The following factors, among others, could cause actual results to differ from those described in the forward-looking statements in this document: the ability to obtain governmental approvals of the merger on the proposed terms and schedule; the failure of AT&T shareholders to approve the issuance of AT&T common shares or the failure of BellSouth shareholders to approve the merger; the risk that the businesses of AT&T and BellSouth will not be integrated successfully or as quickly as expected; the risk that the cost savings and any other synergies from the merger, including any savings and other synergies relating to the resulting sole ownership of Cingular Wireless LLC may not be fully realized or may take longer to realize than expected; disruption from the merger making it more difficult to maintain relationships with customers, employees or suppliers; and competition and its effect on pricing, spending, third-party relationships and revenues. Additional factors that may affect future results are contained in AT&T’s, BellSouth’s, and Cingular Wireless LLC’s filings with the Securities and Exchange Commission (“SEC”), which are available at the SEC’s Web site (http://www.sec.gov). AT&T is not under any obligation, and expressly disclaims any obligation, to update, alter or otherwise revise any forward-looking statement, whether written or oral, that may be made from time to time, whether as a result of new information, future events or otherwise.
This presentation may contain certain non-GAAP financial measures. Reconciliations between the non-GAAP financial measures and the GAAP financial measures are available on the company’s Web site at www.sbc.com/att.investor.relations.
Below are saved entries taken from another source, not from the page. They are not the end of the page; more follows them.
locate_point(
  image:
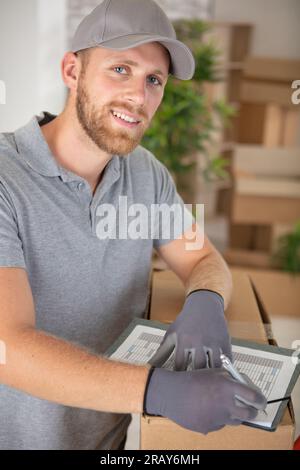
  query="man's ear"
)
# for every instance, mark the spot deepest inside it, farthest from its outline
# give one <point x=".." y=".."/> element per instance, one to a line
<point x="70" y="70"/>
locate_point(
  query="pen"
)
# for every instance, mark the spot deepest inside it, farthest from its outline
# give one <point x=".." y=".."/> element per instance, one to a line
<point x="227" y="364"/>
<point x="278" y="399"/>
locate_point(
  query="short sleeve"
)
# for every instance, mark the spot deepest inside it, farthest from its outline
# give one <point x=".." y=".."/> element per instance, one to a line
<point x="172" y="217"/>
<point x="11" y="251"/>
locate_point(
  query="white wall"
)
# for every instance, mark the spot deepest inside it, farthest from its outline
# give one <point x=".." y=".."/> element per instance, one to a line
<point x="31" y="46"/>
<point x="33" y="39"/>
<point x="277" y="24"/>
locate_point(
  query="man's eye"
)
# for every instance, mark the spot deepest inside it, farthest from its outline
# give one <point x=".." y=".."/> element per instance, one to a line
<point x="158" y="82"/>
<point x="115" y="68"/>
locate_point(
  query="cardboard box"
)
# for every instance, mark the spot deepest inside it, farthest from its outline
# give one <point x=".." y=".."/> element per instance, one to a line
<point x="271" y="69"/>
<point x="245" y="321"/>
<point x="268" y="124"/>
<point x="264" y="92"/>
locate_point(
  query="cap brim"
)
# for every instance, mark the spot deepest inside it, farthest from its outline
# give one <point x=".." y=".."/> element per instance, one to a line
<point x="183" y="62"/>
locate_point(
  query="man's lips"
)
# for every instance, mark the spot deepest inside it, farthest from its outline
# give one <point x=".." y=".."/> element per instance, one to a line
<point x="124" y="123"/>
<point x="126" y="113"/>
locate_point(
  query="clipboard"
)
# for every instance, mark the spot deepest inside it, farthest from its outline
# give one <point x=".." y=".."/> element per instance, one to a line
<point x="139" y="341"/>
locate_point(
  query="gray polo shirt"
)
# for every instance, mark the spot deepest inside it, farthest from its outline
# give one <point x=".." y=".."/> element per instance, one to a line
<point x="86" y="289"/>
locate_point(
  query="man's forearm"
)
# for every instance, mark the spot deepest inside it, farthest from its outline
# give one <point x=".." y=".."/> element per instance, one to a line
<point x="56" y="370"/>
<point x="211" y="273"/>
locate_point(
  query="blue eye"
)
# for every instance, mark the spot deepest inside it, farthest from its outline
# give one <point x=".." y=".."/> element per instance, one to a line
<point x="158" y="82"/>
<point x="119" y="68"/>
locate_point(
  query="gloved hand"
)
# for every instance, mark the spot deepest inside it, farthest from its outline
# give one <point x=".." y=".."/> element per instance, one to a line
<point x="200" y="330"/>
<point x="201" y="400"/>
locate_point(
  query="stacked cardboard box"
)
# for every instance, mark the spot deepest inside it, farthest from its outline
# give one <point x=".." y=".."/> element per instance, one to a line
<point x="245" y="321"/>
<point x="265" y="202"/>
<point x="267" y="115"/>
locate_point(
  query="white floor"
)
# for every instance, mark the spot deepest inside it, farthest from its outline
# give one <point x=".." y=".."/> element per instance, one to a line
<point x="285" y="330"/>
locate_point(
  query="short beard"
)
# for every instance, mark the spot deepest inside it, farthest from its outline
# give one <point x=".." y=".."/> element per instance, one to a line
<point x="96" y="127"/>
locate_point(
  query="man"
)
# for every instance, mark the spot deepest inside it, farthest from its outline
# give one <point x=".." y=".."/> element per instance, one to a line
<point x="66" y="292"/>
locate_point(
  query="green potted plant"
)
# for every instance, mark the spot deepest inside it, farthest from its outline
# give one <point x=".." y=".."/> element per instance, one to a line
<point x="287" y="254"/>
<point x="186" y="122"/>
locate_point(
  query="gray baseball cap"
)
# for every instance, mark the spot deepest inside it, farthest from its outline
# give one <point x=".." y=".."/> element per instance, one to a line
<point x="124" y="24"/>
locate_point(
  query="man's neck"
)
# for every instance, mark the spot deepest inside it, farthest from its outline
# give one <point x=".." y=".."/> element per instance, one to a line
<point x="73" y="150"/>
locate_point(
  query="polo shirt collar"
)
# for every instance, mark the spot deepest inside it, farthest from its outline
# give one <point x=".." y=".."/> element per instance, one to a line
<point x="37" y="154"/>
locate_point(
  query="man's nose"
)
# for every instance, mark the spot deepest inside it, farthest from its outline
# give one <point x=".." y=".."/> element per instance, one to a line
<point x="137" y="92"/>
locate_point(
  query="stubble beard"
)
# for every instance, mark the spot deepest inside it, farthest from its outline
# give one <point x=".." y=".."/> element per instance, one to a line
<point x="95" y="123"/>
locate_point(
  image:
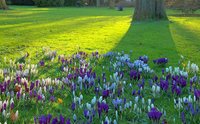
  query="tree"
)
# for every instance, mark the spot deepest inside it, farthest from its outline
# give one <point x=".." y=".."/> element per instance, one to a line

NOTE: In connection with the proposed merger, AT&T intends to file a registration statement on Form S-4, including a joint proxy statement/prospectus of AT&T and BellSouth, and AT&T and BellSouth will file other materials with the Securities and Exchange Commission (the “SEC”). Investors are urged to read the registration statement, including the joint proxy statement (and all amendments and supplements to it) and other materials when they become available because they contain important information. Investors will be able to obtain free copies of the registration statement and joint proxy statement, when they become available, as well as other filings containing information about AT&T and BellSouth, without charge, at the SEC’s Web site (www.sec.gov). Copies of AT&T’s filings may also be obtained without charge from AT&T at AT&T’s Web site (www.att.com) or by directing a request to AT&T Inc. Stockholder Services, 175 E. Houston, San Antonio, Texas 78205. Copies of BellSouth’s filings may be obtained without charge from BellSouth at BellSouth’s Web site (www.bellsouth.com) or by directing a request to BellSouth at Investor Relations, 1155 Peachtree Street, N.E., Atlanta, Georgia 30309.
AT&T, BellSouth and their respective directors and executive officers and other members of management and employees are potential participants in the solicitation of proxies in respect of the proposed merger. Information regarding AT&T’s directors and executive officers is available in AT&T’s 2005 Annual Report on Form 10-K filed with the SEC on March 1, 2006 and AT&T’s preliminary proxy statement for its 2006 annual meeting of stockholders, filed with the SEC on February 10, 2006, and information regarding BellSouth’s directors and executive officers is available in BellSouth’s 2005 Annual Report on Form 10-K filed with the SEC on February 28, 2006 and BellSouth’s proxy statement for its 2006 annual meeting of shareholders, filed with the SEC on March 3, 2006. Additional information regarding the interests of such potential participants will be included in the registration statement and joint proxy statement, and the other relevant documents filed with the SEC when they become available.